Two other programs that should be run regularly are Disk Cleanup and Disk Defragmenter. Disk Cleanup removes selected unnecessary files taking up space on your hard drive. This can include Recycle Bin contents, temporary internet files, and memory dump files. Disk Defragmenter recognizes the files on your hard drive and helps them run more efficiently by consolidating “fragmented” files.

Disk Cleanup and Defragmenter are generally set to run on a schedule. But again it is always a good idea to ensure it’s working and manually run each program as necessary. Newer versions of Windows will let you analyze a disk first to see its level of fragmentation. Every user has their own preference, but many run Disk Defragmenter if the level of fragmentation is above 10%. Run it too often, and you won’t notice much of a difference.

Why is computer memory (RAM) important?

Computer random access memory (RAM) is one of the most important components in determining your system’s performance.

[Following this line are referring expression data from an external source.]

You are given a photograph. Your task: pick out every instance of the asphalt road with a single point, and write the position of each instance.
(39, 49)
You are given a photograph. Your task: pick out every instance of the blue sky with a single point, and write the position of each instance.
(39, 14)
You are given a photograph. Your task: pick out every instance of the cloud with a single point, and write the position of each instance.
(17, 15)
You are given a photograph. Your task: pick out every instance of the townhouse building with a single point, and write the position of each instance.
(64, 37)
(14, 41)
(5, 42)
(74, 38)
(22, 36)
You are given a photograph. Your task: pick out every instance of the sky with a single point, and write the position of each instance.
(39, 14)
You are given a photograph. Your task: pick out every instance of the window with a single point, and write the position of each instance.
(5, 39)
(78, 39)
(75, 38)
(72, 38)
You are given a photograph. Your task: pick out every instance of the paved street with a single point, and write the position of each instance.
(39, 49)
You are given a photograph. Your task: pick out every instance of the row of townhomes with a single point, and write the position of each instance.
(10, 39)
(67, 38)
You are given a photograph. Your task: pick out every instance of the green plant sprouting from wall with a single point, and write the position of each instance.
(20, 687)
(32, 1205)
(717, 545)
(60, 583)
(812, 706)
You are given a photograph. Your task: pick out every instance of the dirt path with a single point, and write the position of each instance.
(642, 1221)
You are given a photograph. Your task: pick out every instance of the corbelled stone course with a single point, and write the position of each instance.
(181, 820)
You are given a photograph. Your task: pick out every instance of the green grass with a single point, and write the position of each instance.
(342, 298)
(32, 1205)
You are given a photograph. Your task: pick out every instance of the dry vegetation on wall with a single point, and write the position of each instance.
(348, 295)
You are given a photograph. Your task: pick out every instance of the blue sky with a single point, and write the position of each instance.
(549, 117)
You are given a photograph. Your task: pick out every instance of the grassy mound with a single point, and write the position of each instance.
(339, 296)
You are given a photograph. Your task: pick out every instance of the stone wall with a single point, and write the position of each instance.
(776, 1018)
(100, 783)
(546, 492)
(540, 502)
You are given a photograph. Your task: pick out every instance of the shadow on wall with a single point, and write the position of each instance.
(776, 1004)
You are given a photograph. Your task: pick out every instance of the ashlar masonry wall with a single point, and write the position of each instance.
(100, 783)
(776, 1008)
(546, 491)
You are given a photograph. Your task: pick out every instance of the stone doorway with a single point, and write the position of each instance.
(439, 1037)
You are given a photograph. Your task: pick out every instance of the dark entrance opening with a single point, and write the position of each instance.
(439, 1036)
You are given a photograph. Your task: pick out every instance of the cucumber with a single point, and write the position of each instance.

RAM gives applications a place to store and access data on a short-term basis. It stores the information your computer is actively using so that it can be accessed quickly.

The more programs your system is running, the more you’ll need. SSDs (solid-state drives) are also important components and will help your system reach its peak performance.

The speed and performance of your system directly correlate to the amount of RAM you have installed. If your system has too little RAM, it can be slow and sluggish. But on the opposite end, you can install too much with little to no added benefit. There are ways to see if your computer needs more memory and to make sure you are buying memory that is compatible with the other components in your system. Generally, components are created to the highest standard at the time of manufacture, but with the expectation that technology will continue to change.